8 Es liegt auch kein Mangel im Tatsachenbereich vor, weil das Verwaltungsgericht nach Auffassung der Beschwerde keine Feststellungen zum Vortrag der Klägerin getroffen habe, dass bereits vor Einleitung des Enteignungsverfahrens auf den umliegenden Grundstücken und auch hilfsweise dem streitigen Grundstück der Sportplatz realisiert worden sei. Das Verwaltungsgericht hat dazu festgestellt, dass mit Schreiben vom 24. Juni 1960, dem eine Grundbuchabschrift und Abzeichnung der Flurkarte nebst zwei Lichtpausen beigefügt gewesen seien, das Ministerium des Innern, Abt. Versorgungsdienst, Bauwesen, dem Magistrat von Groß-Berlin, Abt. Stadtplanung und Architektur, unter dem Betreff „Grundstück B.str. 8 - Ecke M.str. 33“ mitgeteilt habe, dass das Ministerium im Zuge eines genehmigten Aufbaus einer Kleinsportanlage auch das oben genannte Grundstück in Anspruch genommen habe.

9 Soweit sich die Beschwerde gegen die richterliche Überzeugungsbildung wendet (§ 108 Abs. 1 VwGO), hat sie schon deswegen keinen Erfolg, weil nach der Rechtsprechung des Bundesverwaltungsgerichts die Würdigung des Sachverhalts dem materiellen Recht zuzurechnen ist.
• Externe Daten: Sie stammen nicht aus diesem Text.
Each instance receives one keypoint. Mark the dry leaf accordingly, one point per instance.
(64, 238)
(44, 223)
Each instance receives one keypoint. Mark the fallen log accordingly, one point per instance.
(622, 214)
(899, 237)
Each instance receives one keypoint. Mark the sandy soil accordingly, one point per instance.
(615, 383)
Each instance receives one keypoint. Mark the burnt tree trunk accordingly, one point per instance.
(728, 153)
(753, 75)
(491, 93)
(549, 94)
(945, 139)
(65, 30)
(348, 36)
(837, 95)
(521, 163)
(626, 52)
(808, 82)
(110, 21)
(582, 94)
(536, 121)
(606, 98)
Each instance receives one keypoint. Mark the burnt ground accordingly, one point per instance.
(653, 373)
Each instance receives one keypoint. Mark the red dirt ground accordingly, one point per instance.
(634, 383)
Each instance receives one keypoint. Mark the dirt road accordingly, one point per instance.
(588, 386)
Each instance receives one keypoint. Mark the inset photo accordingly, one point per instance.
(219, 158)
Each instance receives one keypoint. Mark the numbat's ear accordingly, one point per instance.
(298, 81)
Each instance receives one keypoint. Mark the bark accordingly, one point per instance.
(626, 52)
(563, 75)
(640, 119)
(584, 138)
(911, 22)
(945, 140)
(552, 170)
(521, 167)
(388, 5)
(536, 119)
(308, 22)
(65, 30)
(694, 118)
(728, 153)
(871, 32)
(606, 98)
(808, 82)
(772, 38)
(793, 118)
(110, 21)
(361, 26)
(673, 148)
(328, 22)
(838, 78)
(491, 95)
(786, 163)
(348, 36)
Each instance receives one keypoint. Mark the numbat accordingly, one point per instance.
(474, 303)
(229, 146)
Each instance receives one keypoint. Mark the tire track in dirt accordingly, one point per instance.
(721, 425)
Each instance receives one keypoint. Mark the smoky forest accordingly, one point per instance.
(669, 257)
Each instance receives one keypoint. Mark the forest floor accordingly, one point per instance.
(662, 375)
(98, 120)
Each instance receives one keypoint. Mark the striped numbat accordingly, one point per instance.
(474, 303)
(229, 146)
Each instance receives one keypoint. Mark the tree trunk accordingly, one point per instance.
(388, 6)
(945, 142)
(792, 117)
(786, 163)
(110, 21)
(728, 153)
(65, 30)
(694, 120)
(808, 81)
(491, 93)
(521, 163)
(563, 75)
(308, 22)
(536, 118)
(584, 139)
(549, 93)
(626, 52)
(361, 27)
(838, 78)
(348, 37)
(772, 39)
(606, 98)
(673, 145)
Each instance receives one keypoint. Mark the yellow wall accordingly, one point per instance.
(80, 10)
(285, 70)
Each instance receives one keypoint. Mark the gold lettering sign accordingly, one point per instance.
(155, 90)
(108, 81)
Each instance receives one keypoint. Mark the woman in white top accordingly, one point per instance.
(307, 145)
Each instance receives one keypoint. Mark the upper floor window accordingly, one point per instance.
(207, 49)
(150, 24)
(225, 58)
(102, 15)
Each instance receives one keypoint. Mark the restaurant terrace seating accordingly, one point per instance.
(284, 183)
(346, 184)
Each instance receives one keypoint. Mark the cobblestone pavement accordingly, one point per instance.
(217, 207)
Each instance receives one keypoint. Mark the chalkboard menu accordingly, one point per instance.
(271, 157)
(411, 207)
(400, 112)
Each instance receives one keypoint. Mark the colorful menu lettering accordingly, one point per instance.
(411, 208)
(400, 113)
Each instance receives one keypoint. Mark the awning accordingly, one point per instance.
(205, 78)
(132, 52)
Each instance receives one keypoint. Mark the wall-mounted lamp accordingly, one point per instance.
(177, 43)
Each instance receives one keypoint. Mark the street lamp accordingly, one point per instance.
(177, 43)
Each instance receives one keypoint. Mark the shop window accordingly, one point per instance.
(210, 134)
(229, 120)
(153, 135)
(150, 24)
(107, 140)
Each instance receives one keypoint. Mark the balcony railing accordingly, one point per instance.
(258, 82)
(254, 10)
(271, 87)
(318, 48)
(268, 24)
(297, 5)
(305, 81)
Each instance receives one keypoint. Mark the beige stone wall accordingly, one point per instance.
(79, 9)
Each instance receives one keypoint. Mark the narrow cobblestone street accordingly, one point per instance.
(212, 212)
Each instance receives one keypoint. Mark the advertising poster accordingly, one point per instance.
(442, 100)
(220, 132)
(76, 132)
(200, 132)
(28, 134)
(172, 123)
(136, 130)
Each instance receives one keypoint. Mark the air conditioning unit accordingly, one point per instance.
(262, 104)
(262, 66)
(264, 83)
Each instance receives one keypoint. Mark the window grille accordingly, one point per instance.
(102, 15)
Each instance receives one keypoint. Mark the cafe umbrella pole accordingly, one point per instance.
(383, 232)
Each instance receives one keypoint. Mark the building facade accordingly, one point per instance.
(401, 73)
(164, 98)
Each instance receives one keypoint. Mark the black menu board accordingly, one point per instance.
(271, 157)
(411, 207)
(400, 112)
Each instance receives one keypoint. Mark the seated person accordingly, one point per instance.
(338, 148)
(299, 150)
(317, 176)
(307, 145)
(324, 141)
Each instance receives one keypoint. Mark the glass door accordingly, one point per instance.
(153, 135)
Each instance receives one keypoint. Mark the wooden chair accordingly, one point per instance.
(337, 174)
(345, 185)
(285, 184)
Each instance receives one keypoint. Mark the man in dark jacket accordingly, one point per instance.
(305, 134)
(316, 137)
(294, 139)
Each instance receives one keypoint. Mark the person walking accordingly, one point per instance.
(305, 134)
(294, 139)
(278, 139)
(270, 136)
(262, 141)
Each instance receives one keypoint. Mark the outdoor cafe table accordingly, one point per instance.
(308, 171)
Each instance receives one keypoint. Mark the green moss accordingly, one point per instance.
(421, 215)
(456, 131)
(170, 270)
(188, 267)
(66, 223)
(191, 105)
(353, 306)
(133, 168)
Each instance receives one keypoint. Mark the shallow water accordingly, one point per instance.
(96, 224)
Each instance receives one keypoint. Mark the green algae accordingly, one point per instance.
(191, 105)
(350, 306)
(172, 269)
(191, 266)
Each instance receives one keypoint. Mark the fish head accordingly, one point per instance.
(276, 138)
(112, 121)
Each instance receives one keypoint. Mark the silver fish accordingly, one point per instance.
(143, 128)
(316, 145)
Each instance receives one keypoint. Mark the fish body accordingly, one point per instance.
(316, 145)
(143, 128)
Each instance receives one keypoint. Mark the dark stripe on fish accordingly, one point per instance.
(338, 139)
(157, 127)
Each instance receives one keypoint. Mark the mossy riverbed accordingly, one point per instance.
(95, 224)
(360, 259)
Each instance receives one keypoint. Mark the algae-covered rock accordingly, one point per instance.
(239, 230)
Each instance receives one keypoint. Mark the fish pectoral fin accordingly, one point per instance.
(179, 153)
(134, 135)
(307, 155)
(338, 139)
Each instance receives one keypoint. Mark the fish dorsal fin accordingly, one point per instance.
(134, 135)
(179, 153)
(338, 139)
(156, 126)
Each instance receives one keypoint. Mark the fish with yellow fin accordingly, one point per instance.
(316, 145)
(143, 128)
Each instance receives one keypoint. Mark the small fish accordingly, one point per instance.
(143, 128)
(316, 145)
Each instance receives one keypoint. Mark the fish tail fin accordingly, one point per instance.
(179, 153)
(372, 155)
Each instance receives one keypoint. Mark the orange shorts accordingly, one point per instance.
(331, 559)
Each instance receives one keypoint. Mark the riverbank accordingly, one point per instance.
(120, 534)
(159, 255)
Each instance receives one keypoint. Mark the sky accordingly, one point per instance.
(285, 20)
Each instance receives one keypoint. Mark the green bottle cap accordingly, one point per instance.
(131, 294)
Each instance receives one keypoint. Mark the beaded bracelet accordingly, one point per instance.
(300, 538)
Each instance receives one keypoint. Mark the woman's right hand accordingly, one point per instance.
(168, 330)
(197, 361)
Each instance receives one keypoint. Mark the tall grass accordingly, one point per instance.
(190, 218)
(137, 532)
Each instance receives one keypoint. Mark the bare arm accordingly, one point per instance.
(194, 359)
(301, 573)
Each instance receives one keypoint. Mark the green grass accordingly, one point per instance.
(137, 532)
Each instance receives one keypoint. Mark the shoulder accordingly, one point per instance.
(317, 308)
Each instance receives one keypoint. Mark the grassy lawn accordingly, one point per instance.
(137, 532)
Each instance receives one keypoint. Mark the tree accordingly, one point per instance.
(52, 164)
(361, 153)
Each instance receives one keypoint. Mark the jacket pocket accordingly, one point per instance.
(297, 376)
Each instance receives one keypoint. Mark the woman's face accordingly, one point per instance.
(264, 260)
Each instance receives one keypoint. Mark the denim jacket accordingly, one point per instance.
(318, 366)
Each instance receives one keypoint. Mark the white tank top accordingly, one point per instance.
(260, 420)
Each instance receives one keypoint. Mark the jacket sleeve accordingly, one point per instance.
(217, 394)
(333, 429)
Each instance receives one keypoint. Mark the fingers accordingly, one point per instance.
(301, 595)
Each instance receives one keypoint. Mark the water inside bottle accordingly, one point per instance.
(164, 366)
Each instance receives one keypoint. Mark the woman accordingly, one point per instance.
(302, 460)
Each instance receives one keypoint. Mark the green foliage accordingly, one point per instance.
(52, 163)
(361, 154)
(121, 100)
Die Beweiswürdigung des Tatrichters ist aufgrund des § 137 Abs. 2 VwGO vom Revisionsgericht nur auf die Verletzung allgemein verbindlicher Beweisgrundsätze überprüfbar, zu denen die allgemeinen Auslegungsgrundsätze (§§ 133, 157 BGB), die gesetzlichen Beweisregeln, die Denkgesetze und die allgemeinen Erfahrungssätze gehören (Urteil vom 19. Januar 1990 - BVerwG 4 C 28.89 - BVerwGE 84, 271 = Buchholz 310 § 108 VwGO Nr. 225). Von einem Verstoß gegen diese Grundsätze kann vorliegend keine Rede sein.

10 Von einer weiteren Begründung der Beschwerde sieht der Senat ab, weil sie nicht geeignet ist, zur Klärung der Voraussetzungen beizutragen, unter denen eine Revision zuzulassen ist (§ 133 Abs. 5 Satz 2 Halbs. 2 VwGO).

11 Die Kostenentscheidung folgt aus § 154 Abs. 2, § 162 Abs. 3 VwGO. Die Festsetzung des Streitwerts beruht auf § 47 Abs. 1 Satz 1 und Abs. 3 i.V.m. § 52 Abs. 1 GKG.